Last year, the agency was #11 in the country for billings, according to Comvergence, and brought in $43 million in new business billings, including Entain, My Muscle Chef, Victoria University, and Craveable Brands. Dixon is confident that this year, “we’ll do better.”
“I’m feeling momentum. We’ve had 20% annual growth for 10 years, so we’ve never really deviated far from that.”
The agency is currently busy on the pitch front – the days of specific pitchapaloozas might be over, because “it just feels like it’s pretty constant nowadays.”
“We’re not active with any retention, it’s all new business.”
Pitching as the ‘wildcard indie’
Dixon explains that Atomic 212° is still shortlisted as the “wildcard indie” in pitches, “and then we seem to do quite well in that proposition.” Clients resonate with the culture, he believes, but there’s always some for whom it isn’t the right fit.

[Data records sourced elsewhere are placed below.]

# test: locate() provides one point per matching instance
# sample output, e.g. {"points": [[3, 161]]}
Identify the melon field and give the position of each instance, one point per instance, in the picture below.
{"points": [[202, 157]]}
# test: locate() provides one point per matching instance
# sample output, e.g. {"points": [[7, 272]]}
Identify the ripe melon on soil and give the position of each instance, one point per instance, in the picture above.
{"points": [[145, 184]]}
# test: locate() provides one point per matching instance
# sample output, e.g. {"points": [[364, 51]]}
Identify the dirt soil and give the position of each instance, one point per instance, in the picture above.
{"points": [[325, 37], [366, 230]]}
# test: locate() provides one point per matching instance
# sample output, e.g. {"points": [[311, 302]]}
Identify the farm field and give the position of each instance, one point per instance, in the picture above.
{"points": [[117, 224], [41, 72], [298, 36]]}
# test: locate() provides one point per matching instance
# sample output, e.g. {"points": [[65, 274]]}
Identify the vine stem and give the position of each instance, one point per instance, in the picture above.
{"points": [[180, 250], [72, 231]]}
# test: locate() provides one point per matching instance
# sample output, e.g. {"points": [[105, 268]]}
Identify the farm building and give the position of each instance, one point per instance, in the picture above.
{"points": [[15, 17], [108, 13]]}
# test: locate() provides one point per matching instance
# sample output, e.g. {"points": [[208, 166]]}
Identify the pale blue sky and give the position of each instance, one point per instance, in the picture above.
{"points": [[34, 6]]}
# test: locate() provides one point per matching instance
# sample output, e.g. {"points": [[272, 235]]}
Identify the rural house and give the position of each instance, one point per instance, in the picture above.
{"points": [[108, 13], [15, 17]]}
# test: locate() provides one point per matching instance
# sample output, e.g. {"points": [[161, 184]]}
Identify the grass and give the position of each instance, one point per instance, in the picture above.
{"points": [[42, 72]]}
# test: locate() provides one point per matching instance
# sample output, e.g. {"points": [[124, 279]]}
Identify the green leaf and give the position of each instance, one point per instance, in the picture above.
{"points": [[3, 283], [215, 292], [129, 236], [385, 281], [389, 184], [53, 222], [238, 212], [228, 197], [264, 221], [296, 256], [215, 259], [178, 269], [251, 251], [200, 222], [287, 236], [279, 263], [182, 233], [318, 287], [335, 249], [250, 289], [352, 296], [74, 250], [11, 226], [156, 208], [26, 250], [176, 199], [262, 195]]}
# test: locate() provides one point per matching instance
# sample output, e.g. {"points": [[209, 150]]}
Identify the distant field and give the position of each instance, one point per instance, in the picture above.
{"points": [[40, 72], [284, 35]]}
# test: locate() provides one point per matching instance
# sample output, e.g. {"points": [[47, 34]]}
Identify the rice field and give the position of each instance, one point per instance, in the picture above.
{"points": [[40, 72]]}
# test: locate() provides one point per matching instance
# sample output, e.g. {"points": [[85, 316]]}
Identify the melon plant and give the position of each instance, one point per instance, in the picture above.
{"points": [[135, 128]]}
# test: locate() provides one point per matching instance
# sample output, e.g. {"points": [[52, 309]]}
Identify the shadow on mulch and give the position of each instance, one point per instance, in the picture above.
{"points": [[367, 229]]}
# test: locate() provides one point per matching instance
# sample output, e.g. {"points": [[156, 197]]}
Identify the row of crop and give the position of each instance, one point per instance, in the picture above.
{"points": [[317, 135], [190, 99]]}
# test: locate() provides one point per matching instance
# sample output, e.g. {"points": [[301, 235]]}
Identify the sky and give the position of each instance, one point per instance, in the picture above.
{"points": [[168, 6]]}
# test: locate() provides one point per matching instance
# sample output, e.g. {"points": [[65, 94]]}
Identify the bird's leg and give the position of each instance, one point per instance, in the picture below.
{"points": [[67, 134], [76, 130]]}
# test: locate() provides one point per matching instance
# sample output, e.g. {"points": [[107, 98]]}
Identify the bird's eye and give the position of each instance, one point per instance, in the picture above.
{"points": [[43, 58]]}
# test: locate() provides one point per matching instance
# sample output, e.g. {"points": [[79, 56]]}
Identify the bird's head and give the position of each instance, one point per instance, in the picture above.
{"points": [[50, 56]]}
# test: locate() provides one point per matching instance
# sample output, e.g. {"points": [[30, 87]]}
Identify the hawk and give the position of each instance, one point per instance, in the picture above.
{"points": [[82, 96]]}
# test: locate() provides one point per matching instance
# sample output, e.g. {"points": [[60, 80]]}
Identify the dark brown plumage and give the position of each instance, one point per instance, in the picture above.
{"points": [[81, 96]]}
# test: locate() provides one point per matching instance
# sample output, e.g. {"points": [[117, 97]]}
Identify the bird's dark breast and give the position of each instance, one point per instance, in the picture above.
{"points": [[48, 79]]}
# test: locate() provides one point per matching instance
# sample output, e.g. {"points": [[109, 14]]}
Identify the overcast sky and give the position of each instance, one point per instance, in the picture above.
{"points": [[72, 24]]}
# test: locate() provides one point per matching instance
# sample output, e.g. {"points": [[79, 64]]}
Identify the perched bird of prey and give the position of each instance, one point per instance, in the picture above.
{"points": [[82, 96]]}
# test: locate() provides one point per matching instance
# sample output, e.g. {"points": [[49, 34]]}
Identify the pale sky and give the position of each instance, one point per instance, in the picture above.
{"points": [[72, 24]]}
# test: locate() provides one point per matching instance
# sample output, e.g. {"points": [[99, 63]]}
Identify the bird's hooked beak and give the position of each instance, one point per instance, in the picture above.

“I reflect on a couple of losses. NBN a couple years ago, and they wanted a corporate, process-driven, multinational, in my view, and they landed with one [the account went to Publicis’ Spark Foundry]. But where there’s a big brand that wants agile, passion, and commitment, I think that’s what we show. I don’t know what the multinationals show. I just have to guess that we’re somewhat different.“
Currently, there aren’t any category gaps the leadership team is eyeing off. “If you’d asked me a couple of years ago, I would have loved a big tech like a Canva or Salesforce. We were lucky enough to get Salesforce a couple of years ago and we’ve got some lovely large e-commerce clients. Pet Circle is a favourite of mine because they’re growing fast.”
‘It is frustrating that procurement feel the need’: Pitching as the incumbent
Amidst the new business wins, Atomic has also been on a retention spree – BMW – which led to the agency’s New Zealand expansion – plus the Northern Territory government and Tourism Northern Territory accounts. Earlier this year, it won back Northern Territory Major Events Company too, after losing the account in 2019.
It’s also added VetPartners, Adyen, and UKG to its roster in 2024. Dixon says the crew is “super pitch fit”, but “it’s a different emotion for sure” when you’re pitching to retain an account.
“You’ve done all this great work, you’ve had a great relationship, procurement have insisted, and marketing teams have to go, ‘guys, we’re sorry to have to do this, but it’s the three year process.’ And then we know we’re vulnerable. So we have to put our best foot forward.
“We’re lucky that always our client relationships are good and strong, and the proof points are there, but we know that the pitch will be competitive, the multinationals will go hard on price. And we’ve got some very enviable brands. So yeah, we don’t take it as a gimme, we have to go all in and reprove ourselves.
“I wish we wouldn’t have to do it. TrinityP3 do a good job of trying to break that cycle of things. It is frustrating that procurement feel the need to do it when it’s a good relationship. But they have to show that they have gone to market.”
AI as Dixon’s ‘happy place’
Dixon is having a great time doing “quite a lot of dabbling” in the AI space, especially media mix modelling.
“I am quite innovative, entrepreneurial, I want to jump onto it and leverage it for clients’ gain, for our agency’s gain.”
At an upcoming AI conference, he’s presenting a CMO chatbot, which allows marketers to ask how a campaign is performing this week, among other features. He wonders whether indies can keep up with the huge investment global holding companies are making in the tech, but he also doesn’t have to navigate the stricter, perhaps more conservative, holding company policies.
“There’s lots possible but it feels like businesses and even Atomic can’t change as quickly as the technology is evolving. Eventually, it’ll find its way into our workflows, maybe streamline things, particularly reporting and improve our reporting product. I believe it will, it will give our reporting more insights, more depth, more actionable insights for our clients.
“I’ve probably gone through my peak of expectation, I’m just getting into my trough of reality as to where it will land.”